Why this is best now:
- aligns with no durable backend plaintext/media queue;
- avoids token/file privacy ambiguity;
- matches current app constraints where attachments require live lead;
- minimizes risk of partial file delivery bugs;
- gives users a clean upgrade path: "connect private bot for local files".
Risk:
- less magical than users expect from Telegram;
- leads may send screenshots and expect them to work;
- product copy must be clear.
Option 2 - Official ephemeral media streaming to active desktop
🎯 7 🛡️ 8 🧠 8
Approx changed LOC: 2500-6000.
What it means:
- backend downloads media only while desktop is connected;
- backend streams bytes to desktop and does not store them;
- desktop commits attachment bytes before message row;
- ACK waits for local acceptance or clean unsupported/offline decision.
Why it is viable:
- preserves convenience of official shared bot;
- no durable backend media store;
- can support common screenshots/documents.
Risk:
- backend still transiently sees file bytes;
- many failure states;
- requires new streaming attachment port;
- current base64 attachment path is not the right transport;
- harder to test than text.
Option 3 - Backend encrypted media queue
🎯 6 🛡️ 8 🧠 9
Approx changed LOC: 3500-9000.
What it means:
- backend stores encrypted media or encrypted Telegram file capabilities for later desktop replay;
- desktop decrypts and commits when it comes online;
- official bot can feel reliable even while desktop is offline.
Why it is not first:
- this changes the product from "offline means offline" to "we queue sensitive content";
- encrypted media queue is still a data retention system;
- key management, replay, retention, deletion, and support diagnostics become much harder;
- it competes with a simpler premium/advanced reliability mode later.
Use only after:
- text routing is stable;
- ephemeral streaming is proven;
- user demand for offline media is strong enough.
13. Decision Update
Recommended sequence:
1. Official shared bot:
text + captions + topics + reply routing + no durable backend plaintext queue.
2. Own-bot adapter:
local token + local polling + text first, then local media download.
3. Official shared bot media:
ephemeral active-desktop streaming only, no backend disk.
4. Advanced reliability:
encrypted backend queue for text/media only if explicitly enabled.
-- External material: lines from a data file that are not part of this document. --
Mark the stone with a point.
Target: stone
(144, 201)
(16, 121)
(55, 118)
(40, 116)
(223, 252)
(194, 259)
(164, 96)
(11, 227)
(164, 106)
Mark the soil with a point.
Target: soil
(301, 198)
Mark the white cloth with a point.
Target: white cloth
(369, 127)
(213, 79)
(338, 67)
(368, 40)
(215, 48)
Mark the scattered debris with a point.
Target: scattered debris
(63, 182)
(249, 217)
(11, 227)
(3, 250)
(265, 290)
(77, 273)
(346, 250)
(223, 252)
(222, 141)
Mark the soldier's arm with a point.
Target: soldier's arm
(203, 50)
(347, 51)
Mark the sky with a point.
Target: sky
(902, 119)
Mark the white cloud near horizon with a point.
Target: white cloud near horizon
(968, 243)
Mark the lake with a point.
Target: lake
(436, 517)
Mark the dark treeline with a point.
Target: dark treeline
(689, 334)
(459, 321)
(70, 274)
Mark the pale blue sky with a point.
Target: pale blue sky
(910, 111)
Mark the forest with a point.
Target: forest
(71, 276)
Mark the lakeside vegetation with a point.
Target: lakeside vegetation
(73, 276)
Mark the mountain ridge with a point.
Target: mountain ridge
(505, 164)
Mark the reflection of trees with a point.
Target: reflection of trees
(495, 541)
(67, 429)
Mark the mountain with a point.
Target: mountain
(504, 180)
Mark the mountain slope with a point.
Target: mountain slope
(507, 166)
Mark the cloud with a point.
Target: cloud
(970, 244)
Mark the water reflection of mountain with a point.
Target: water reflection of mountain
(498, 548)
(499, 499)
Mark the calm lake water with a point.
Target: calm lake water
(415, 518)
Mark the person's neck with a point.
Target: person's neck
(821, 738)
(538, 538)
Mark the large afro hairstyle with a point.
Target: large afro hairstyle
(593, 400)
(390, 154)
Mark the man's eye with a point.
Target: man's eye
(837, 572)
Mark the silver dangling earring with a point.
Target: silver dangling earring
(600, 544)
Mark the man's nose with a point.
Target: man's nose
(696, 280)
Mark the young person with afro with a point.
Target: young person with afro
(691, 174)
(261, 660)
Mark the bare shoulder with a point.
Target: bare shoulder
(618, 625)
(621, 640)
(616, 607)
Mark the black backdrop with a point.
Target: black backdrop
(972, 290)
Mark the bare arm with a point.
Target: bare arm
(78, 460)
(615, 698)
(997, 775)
This keeps the architecture provider-neutral and honest:
core messenger domain:
route identity
thread/topic mapping
local message ledger
attachment state machine
delivery ledger
provider adapters:
Telegram official adapter
Telegram own-bot adapter
future WhatsApp adapter
future Discord adapter
storage ports:
route registry
inbound receipt store
local turn ledger
attachment content store
outbound delivery ledger
The main design rule:
No message row may claim an attachment is available unless the desktop has committed bytes locally.
14. Places Still Worth Deeper Research
Next low-confidence areas:
- exact Telegram private-chat topics UX across clients when many teams exist;
- whether
message_thread_idbehavior is consistent for private bot topics on desktop/mobile Telegram clients; - how to represent teammate messages inside one team topic without confusing the user;
- whether captions/media groups should become one Agent Teams turn or multiple turns;
- how to prevent model/tool prompt injection through Telegram captions and filenames;
- which own-bot intake mode is best for desktop: long polling, local Bot API server, or optional tunnel.